The effects of a virtual literacy-tutoring program

The Thomas B. Fordham Institute

Schools across America continue struggling to help their students catch up following unprecedented learning losses resulting from pandemic school closures beginning in March 2020. It is vital—both to address current needs and to stash away for future use—to determine which methods work to boost student achievement. To that end, a group of researchers, led by Stanford University’s Susanna Loeb, recently examined a high-dosage tutoring effort called OnYourMark, a fully virtual model designed to solidify foundational literacy skills for students in kindergarten through second grade.

The program features a high-quality curriculum informed by the science of reading with a focus on phonics, phonological awareness, and fluency. It includes four twenty-minute sessions per week in either one-on-one or two-on-one formats, regular progress monitoring, and two-week “lesson sprints” that use student data to target specific early literacy skills.

Although OnYourMark currently serves more than 1,400 students across multiple states, the study focuses on how a single charter management organization used the program in twelve Texas schools during the 2022–23 school year.
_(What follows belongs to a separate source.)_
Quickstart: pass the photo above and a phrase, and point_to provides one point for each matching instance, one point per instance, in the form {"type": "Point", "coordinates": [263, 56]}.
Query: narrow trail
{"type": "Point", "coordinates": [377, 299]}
In each school, building-level staff first selected the students who were most in need of academic help (approximately ten per building), and these were given guaranteed access to limited tutoring slots. These 121 students are thus excluded from the study sample, as their enrollment in tutoring was not determined by random assignment. The remaining students in grades K–2 were randomly assigned to available slots in one-on-one tutoring (N=510), two-on-one tutoring (N=570), or a control group (N=1,005) that generally received only regular classroom instruction. Participating students received tutoring in their classrooms from online tutors. A small number of control group students did cycle into tutoring during the year if a slot became available, but they remained in the control group for purposes of the study.